South Florida Classical Review »» Seraphic Fire’s New CD Captures the Beauty and Mystery of Hildegard


Seraphic fire, Hildegard von Bingen: Ordo Virtutum (SFM).

The first thing we notice about the new assured recording of Hildegard von Bingen’s Seraphic Fire Ordo Virtutum is the sound.

When von Bingen created this 12th-century musical drama, she could never have imagined a performance beyond ceremonies within her monastic community of nuns. The chapels and the halls were their meeting places, the passage of time was marked by prayers, the songs echoed in greater stillness. And that sense of intimate distance – depth and breadth – is captured here in the pure-toned chorus of “Introit for the Dedication of a Church”.

This space, the Sauder Concert Hall at Goshen College, Indiana, is part of the drama of this CD, which features the world premiere of Ordo Virtutum in a “complete” version which includes the medieval liturgical text.

Patrick Dupre Quigley is the conductor, and musicologist Honey Meconi, an expert on von Bingen, is credited as artistic advisor (she also wrote the notes for the informative booklet). Their design shifts voices from the back to the front of the sound field, a simple idea that replaces the sight of a ceremony with the sound of one. The passage from the “Introït” to the “Prologue” (and beyond) is marked by ringing rattlesnakes and the clear shift in the presence of sound. In front of his ears, the performers enter the stage then move towards the listener. The ear moves with greater attention to the speakers.

This is a drama of virtues – a translation of the title is “The Rite of Virtues” – in which these virtues, such as faith, chastity, heavenly love and mercy, led by Anima (mezzo-soprano Luthien Brackett) and humility (mezzo-soprano Clara Osowski) are beset by the Devil (bass James K. Bass).

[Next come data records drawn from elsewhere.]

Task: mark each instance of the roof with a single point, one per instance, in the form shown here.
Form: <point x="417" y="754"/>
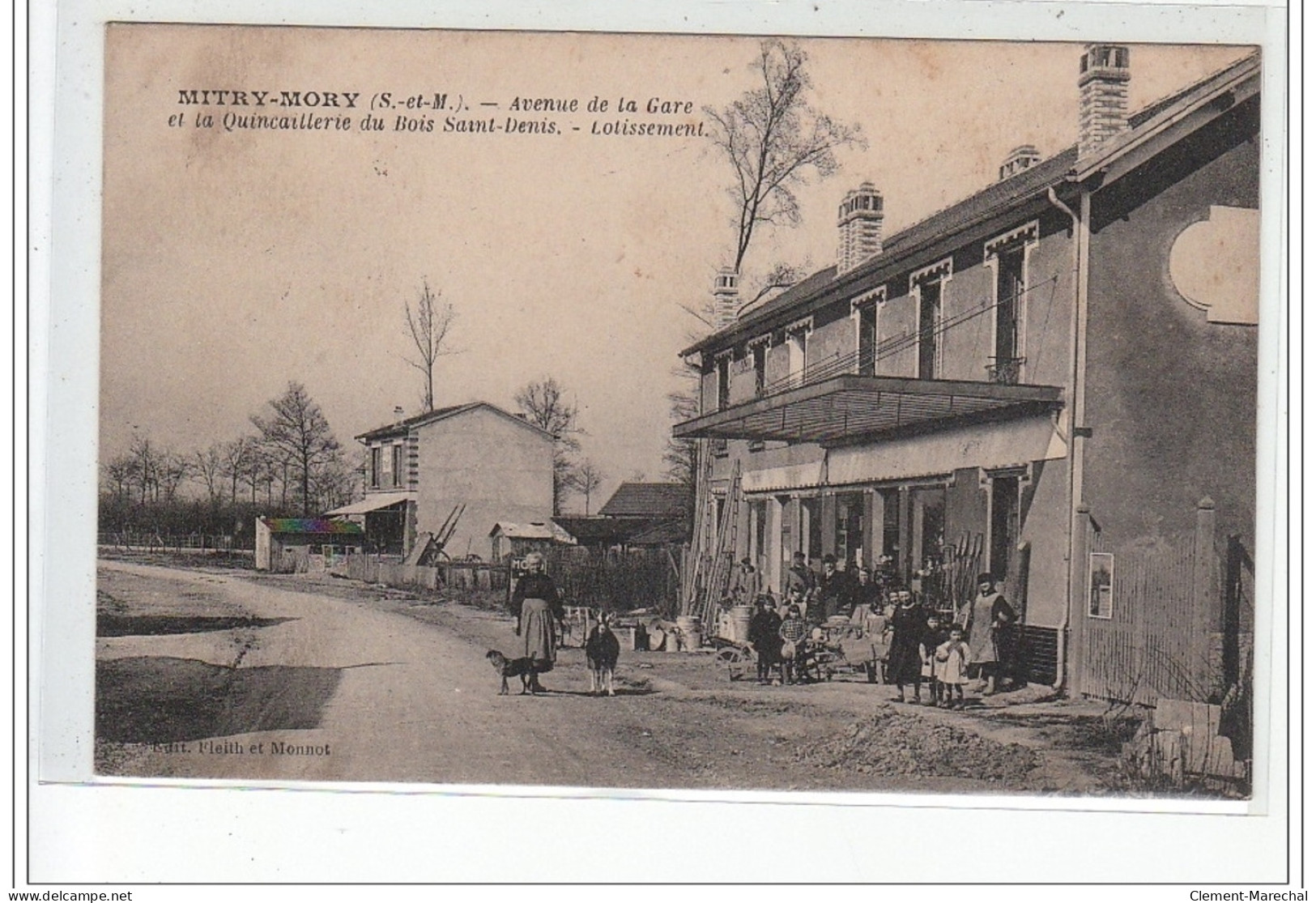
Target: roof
<point x="593" y="530"/>
<point x="662" y="532"/>
<point x="311" y="526"/>
<point x="533" y="530"/>
<point x="848" y="407"/>
<point x="991" y="200"/>
<point x="646" y="500"/>
<point x="373" y="502"/>
<point x="403" y="427"/>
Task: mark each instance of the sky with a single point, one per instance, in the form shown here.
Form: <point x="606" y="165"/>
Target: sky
<point x="235" y="262"/>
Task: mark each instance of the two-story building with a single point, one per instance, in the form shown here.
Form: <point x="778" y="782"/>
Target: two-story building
<point x="491" y="465"/>
<point x="1063" y="362"/>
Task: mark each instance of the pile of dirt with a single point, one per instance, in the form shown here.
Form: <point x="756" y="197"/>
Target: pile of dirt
<point x="891" y="744"/>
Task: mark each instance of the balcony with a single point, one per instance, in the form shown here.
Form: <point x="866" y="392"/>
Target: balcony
<point x="835" y="408"/>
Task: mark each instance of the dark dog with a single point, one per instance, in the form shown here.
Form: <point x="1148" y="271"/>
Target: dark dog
<point x="522" y="667"/>
<point x="602" y="650"/>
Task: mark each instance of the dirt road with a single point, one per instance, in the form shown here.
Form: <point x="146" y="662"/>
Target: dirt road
<point x="257" y="677"/>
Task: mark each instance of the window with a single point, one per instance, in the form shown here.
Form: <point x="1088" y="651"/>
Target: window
<point x="867" y="339"/>
<point x="375" y="465"/>
<point x="798" y="344"/>
<point x="1007" y="362"/>
<point x="1007" y="256"/>
<point x="930" y="328"/>
<point x="1101" y="585"/>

While the assembled virtues choir sings without vibrato, the solo voices add touches here and there at the end of sentences, an emphasis which, even through Latin, transforms musical sentences into meaningful utterances. There is a strong dramatic contrast, serious but with a sense of playful excitement, with the melodious lines of Brackett and Osowski, rising and falling with the pleasant naturalness of the breath, and the vile articulations of Bass. The Devil is charismatic as always, the Virtues imposing and imperturbable.

The devil’s appearance is heralded by clicking stones, one of the expressive freedoms Seraphic Fire has taken with the original material. This is early music, and much of the interpretation of von Bingen’s work involves putting together fragments and figuring out how to understand and translate his notation, which comes from an era that recorded the order of pitches but left rhythms and timings to an interpretation consistent with a general consensus long lost. As Quigley explains in the libretto, the band gave most of the notes equal timing, but followed what appears to be an intuitive approach to adjusting the rhythms for passages where the melodic and textual drama of the music looms large. demanded. It’s monophonic music, but in the key sections, the singers split into an octave or sing a line against a drone. Quigley writes that these “creative choices for this particular performance are not stated in the manuscript.”

Like, this CD shows they were smart choices. Musical performances are skillful and refined – the nature of using a modern and professional ensemble for a piece specially crafted for von Bingen’s peers and colleagues regardless of their musicality – and in interpretations of works like that – here there is always the danger of being too smooth, too shiny, transformed into a sound object without any of the force of meaning with which the work was first created.

But the interpretive touches add surprises and mysteries – even knowing they are coming, the clicking stones remain eerie and intriguing – and the rhythmic and harmonic variations drive the work through tension to a palpable sense of finality. . And when it comes to the sound of the recording, the rich and clear resonance has every note of melody hanging in the air, a built-in backdrop of harmonic tension and releases that adds to the beauty of this CD, and the feeling of a clock break so one can hear and witness something important.